Quinze jours supplémentaires sont passés. Nous
vous avons adressé un ultimatum et à nouveau vous
nous avez fait patienter, en nous assurant que tout
était validé.
Et puis - au bout de deux mois alors que tout
était clair et au moment où sans doute vous pensiez
que nous ne pourrions plus organiser notre salon faute
de salle et de temps - vous laissez le soin à votre
organisateur conférences, Monsieur ……., de me téléphoner
le 28 mai dernier, pour annoncer qu’en définitive
l’UNIS - au nom de quoi ? - mettait son veto
à notre « retour ».
J'ajoute qu'en plus de Monsieur …….., nous avons
eu confirmation de votre rétraction par ………, responsable
commerciale dans votre société.
Comment osez-vous, dans ces conditions écrire
cette incongruité : « A
aucun moment nous n’avons décidé de mettre un terme
à nos pourparlers ».
De qui vous moquez-vous ? Pour qui nous
prenez-vous ?
Et vous voudriez que nous n’en parlions pas,
que nous ne parlions pas de votre incroyable comportement,
du fait que, soit cette « chute »
était préméditée, soit que vous êtes totalement dépendant
des ordres d’un syndicat professionnel, vous l’organisateur
du salon ?!
Vous voudriez que nous passions sous silence
ce que nous ne pouvons appeler que des manœuvres ?

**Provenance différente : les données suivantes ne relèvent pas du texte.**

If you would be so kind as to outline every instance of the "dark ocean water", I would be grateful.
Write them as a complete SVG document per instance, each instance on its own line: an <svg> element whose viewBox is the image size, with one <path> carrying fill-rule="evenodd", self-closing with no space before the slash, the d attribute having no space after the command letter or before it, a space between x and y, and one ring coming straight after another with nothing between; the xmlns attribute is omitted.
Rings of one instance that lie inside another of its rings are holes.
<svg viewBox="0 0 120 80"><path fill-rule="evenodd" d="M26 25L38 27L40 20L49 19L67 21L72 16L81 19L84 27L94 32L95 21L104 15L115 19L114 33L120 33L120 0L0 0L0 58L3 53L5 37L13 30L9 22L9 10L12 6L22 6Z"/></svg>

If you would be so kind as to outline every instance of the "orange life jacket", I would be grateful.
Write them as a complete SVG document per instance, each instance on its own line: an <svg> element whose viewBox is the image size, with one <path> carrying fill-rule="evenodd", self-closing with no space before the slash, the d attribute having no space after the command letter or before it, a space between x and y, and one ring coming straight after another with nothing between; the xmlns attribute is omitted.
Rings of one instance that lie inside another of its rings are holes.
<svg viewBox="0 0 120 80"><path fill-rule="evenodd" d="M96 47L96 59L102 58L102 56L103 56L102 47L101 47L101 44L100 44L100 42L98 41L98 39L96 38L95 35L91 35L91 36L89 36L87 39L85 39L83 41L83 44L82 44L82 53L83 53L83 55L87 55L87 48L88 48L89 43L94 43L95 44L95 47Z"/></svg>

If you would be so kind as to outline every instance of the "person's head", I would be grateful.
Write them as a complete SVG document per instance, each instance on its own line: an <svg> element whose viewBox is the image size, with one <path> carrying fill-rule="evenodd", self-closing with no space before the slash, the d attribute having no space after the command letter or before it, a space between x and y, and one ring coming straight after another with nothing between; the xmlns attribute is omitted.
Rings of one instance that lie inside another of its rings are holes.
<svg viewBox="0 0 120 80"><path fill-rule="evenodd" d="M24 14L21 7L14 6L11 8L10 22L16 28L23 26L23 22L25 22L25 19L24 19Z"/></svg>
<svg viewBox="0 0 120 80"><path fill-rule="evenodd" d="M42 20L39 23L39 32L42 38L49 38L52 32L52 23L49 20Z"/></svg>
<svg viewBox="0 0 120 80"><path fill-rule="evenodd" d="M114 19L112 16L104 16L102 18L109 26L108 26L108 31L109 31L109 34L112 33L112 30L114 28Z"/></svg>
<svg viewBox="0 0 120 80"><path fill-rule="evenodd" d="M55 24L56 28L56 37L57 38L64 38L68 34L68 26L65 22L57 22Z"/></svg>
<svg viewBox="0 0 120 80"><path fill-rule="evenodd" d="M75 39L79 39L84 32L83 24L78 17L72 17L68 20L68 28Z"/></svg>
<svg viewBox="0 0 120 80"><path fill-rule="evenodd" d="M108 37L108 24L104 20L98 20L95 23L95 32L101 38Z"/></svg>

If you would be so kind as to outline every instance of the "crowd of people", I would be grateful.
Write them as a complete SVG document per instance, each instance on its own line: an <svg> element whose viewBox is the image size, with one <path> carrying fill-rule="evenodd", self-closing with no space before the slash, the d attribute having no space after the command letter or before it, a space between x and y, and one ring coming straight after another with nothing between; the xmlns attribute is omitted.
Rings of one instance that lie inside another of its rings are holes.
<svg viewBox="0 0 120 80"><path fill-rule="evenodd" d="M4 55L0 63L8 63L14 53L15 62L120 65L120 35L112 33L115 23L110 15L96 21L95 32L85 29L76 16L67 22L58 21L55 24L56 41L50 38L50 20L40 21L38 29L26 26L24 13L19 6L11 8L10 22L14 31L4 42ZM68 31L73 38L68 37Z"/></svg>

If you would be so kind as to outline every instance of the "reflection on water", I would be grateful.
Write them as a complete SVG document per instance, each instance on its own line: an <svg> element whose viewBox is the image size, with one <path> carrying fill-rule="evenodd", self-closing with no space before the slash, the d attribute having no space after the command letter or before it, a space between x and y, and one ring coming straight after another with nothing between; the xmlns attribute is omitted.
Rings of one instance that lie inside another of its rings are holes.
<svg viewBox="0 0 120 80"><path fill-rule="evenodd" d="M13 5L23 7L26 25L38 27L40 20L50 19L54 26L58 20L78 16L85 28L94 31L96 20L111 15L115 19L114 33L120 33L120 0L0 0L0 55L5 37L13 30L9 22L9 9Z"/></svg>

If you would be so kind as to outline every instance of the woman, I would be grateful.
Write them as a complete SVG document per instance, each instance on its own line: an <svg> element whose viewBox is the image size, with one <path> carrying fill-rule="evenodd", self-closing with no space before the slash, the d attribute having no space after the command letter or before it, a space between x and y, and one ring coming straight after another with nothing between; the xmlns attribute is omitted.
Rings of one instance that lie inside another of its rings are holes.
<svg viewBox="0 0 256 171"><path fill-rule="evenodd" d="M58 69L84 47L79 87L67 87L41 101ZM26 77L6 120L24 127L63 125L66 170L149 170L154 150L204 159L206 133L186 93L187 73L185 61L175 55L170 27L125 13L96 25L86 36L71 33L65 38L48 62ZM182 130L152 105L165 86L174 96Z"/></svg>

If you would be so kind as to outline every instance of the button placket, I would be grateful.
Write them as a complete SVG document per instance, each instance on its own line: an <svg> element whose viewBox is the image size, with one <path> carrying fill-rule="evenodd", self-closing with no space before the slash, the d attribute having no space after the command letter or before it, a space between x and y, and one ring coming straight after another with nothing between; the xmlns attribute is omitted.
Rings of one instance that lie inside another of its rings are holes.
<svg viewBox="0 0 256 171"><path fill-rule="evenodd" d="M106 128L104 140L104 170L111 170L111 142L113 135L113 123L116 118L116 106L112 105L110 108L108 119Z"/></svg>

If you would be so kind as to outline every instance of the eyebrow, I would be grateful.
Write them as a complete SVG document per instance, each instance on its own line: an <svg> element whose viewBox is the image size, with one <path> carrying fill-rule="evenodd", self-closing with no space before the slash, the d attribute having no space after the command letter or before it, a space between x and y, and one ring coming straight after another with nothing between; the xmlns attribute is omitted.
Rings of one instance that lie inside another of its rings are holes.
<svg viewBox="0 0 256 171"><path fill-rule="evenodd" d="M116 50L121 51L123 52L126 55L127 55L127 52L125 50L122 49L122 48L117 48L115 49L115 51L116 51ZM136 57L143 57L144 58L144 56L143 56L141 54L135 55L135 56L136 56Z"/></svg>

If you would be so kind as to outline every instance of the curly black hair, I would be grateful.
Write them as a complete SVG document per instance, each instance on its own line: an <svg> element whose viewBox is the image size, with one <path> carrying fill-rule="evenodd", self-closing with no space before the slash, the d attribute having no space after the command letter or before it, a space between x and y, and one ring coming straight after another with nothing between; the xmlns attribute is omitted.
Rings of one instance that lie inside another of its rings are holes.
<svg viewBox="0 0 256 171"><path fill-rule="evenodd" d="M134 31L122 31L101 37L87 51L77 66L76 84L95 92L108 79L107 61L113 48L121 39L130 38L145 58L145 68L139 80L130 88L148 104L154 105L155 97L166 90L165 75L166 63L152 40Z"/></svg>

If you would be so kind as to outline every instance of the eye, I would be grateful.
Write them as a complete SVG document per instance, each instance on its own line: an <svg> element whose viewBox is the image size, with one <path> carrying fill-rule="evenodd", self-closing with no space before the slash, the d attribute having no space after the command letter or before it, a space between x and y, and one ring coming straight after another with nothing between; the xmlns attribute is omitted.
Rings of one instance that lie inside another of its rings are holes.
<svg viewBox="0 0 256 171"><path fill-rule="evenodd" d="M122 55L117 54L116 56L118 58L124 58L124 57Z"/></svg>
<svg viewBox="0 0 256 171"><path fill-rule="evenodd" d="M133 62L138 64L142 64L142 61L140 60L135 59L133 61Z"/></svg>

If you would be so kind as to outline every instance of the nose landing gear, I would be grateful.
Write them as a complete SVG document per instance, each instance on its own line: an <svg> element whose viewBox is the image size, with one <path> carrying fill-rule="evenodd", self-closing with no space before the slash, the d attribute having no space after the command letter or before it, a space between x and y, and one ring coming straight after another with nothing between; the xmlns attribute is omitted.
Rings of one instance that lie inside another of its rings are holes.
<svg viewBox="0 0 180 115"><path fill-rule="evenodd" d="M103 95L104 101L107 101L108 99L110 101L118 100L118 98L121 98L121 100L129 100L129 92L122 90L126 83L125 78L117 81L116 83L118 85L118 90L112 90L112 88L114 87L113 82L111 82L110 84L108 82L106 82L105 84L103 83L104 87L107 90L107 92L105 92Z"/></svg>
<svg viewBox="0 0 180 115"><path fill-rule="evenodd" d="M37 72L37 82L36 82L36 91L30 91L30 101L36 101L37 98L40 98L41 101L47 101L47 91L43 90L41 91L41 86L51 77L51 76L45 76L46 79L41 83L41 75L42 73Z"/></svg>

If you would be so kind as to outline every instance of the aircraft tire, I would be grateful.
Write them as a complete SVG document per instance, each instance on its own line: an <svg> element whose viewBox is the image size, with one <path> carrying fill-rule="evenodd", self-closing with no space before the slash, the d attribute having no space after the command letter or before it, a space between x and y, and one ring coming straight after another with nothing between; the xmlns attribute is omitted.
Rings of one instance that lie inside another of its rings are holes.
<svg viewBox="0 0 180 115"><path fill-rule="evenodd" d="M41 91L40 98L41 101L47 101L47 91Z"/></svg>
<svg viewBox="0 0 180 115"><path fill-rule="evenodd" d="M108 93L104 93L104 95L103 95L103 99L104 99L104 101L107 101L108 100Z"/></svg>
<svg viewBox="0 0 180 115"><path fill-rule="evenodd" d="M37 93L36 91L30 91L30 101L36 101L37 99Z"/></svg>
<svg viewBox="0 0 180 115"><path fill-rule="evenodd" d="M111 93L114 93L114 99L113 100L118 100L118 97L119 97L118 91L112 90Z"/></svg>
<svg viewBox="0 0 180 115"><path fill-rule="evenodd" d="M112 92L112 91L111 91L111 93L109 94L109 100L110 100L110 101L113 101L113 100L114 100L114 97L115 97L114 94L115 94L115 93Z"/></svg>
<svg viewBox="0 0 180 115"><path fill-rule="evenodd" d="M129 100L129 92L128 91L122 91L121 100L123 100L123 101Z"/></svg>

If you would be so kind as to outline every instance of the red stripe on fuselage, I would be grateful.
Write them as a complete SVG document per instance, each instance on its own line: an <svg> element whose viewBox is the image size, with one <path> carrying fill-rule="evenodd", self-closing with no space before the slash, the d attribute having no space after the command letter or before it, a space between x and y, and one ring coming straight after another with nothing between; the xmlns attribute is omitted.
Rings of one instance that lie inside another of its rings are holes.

Vous vous sentez diffamés ?
Il faut prendre ses responsabilités. Vous avez
joué avec nous ; vous avez failli nous créer
un préjudice très important en nous empêchant tout
à la fois d’organiser notre salon et en nous fermant
à nouveau les portes du votre. Et vous voudriez que
nous nous taisions ?
Ayez au moins le courage d’assumer vos manœuvres
ou vos alliances. D’ailleurs nous constatons que dans
votre courriel du 4 juin dernier vous ne niez même
pas le premier paragraphe de ma lettre du 31 mai 2010
que je vous cite à nouveau : « Alors que nous avions suspendu, à votre demande, l'organisation
de notre Salon 2010 dit « Salon indépendant »
et abouti à un accord sur les conditions de retour
de l’ARC à votre salon (là aussi à VOTRE demande)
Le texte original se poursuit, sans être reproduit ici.